Para probar la capacidad de las proteínas de
fusión que comprenden múltiples copias de diversos péptidos de
miostatina fusionados con una proteína portadora para manifestar un
efecto biológico in vivo, se realizó el siguiente ensayo de
vacunación. Se prepararon proteínas de fusión LKT
recombinante-péptido de miostatina como se ha
descrito anteriormente. Se prepararon vacunas para cada una,
solubilizando cada una de las proteínas de fusión en una
concentración final de urea 6 M (usada para la primera inyección) o
guanidina-HCl 4 M (usada para todas las inyecciones
posteriores). Se añadieron a alícuotas de 2,5 ml (usadas para las
primeras dos inyecciones) o 1,5 ml (usadas para la última
inyección) de adyuvante VSA-3 (un adyuvante
Emulsigen Plus modificado), 1250 \mug de cada proteína
solubilizada y se mezclaron con 5X5 arranques de segundos con un
sonicador Misonix con una sonda de micropunta a un parámetro de
potencia de 5. A estas mezclas, se añadieron 50 \mul de una
disolución de timerosal al 1% y PBS pH 7,4 (solución salina de
tampón fosfato) hasta un volumen final de 5 ml y las mezclas se
sonicaron de nuevo. Se usó un volumen de 200 \mul para cada
inyección. Cada inyección contenía 50 \mug de proteína de fusión.

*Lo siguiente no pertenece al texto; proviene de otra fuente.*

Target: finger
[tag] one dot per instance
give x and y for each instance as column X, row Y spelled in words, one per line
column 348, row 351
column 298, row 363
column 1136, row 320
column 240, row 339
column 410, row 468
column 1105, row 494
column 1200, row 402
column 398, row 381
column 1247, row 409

Se administró esta inyección inicial (día 0) a las
3-4 semanas de edad con inyecciones posteriores en
los días 28 y 56.
Catorce grupos de tratamiento contenían cada uno
15 ratones CD1 Swiss. Los grupos de tratamiento fueron tal como
sigue (véase la Tabla 1): Grupo 1 control sin vacunación, Grupo 2
control de adyuvante sólo, Grupo 3 control de proteína portadora
pCB150, Grupos 4 a 13 proteínas de prueba pJS121 a pJS130, Grupo 14
proteína de prueba pCB317. Los ratones se pesaron semanalmente para
determinar el aumento de peso a lo largo de curso del experimento
de 98 días. Los resultados de este ensayo se resumen en la Tabla 2 y
la figura 18. Se usó guanidina-HC1 como el agente
solubilizante de elección ya que parece proporcionar estabilidad
mejorada de la proteína por encima de la urea en la formulación de
vacuna. La concentración de VSA-3 se redujo desde el
50% hasta el 30% en la formulación de vacuna en un esfuerzo por
reducir las reacciones en el sitio de inyección.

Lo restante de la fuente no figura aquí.